Genau diese Form der politischen Kommunikation schaukelt die Stimmung auf der Straße gegen den jeweils anderen aber nur weiter auf. Hier der "böse Deutsche", dort der "faule Grieche". Auch wenn es im Grunde um notwendige Konsequenzen aus der bisherigen Unfähigkeit einer politischen Generation geht, selbst Reformen umzusetzen. Wer aber seine Emotionen nicht im Zaum hat und durch unbedachte Wortwahl die Völker in der Europäischen Union gegeneinander aufbringt, untergräbt seine eigene Zielsetzung: nämlich das solidarische und friedliche Miteinander trotz größter Probleme.

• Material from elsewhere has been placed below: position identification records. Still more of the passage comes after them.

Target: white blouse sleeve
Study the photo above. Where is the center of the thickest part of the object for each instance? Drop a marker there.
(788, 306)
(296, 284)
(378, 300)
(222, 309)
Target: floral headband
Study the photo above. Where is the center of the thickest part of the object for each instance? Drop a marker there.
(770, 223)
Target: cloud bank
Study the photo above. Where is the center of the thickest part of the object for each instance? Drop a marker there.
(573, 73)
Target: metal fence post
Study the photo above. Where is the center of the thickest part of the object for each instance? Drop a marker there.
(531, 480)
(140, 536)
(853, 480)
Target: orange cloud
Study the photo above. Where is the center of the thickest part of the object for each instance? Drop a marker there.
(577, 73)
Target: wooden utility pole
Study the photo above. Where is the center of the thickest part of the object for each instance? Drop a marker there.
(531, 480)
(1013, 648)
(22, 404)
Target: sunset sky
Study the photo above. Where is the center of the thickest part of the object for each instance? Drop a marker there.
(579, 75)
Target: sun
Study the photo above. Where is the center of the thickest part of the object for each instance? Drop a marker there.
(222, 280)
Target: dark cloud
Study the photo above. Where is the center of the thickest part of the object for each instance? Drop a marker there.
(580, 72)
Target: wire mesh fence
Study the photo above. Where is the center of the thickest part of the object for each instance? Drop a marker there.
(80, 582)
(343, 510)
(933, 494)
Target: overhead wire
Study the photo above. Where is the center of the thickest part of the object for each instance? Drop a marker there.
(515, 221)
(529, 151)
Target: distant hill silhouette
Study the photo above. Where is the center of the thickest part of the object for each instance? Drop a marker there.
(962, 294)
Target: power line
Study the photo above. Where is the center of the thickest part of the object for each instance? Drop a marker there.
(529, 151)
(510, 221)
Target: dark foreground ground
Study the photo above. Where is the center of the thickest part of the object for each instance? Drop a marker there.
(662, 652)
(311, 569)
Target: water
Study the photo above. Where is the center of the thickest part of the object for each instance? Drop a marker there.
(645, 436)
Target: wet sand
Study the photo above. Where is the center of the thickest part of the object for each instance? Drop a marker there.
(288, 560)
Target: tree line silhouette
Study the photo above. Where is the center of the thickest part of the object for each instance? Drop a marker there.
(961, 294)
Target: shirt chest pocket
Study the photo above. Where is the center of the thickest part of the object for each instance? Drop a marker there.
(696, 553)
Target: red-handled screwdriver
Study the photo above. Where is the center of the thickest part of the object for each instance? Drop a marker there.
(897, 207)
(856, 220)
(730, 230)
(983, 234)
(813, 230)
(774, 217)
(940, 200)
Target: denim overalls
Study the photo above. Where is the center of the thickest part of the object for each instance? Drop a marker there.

Vor allem die Eurostaaten müssen derzeit lernen, weitere nationale Souveränität abzugeben. Der Euro wird nicht überleben, wenn jeder in der Wirtschafts-, Budget- und Sozialpolitik sein eigenes Süppchen kocht und sich nicht über die Schulter schauen lässt. Vertrauen ist gut, aber zu wenig, wie das erste Jahrzehnt der gemeinsamen Währung gezeigt hat. Dieser Lernprozess geht nicht ohne Krämpfe und Kämpfe ab. Griechenland ist zur ultimativen Bewährungsprobe geworden.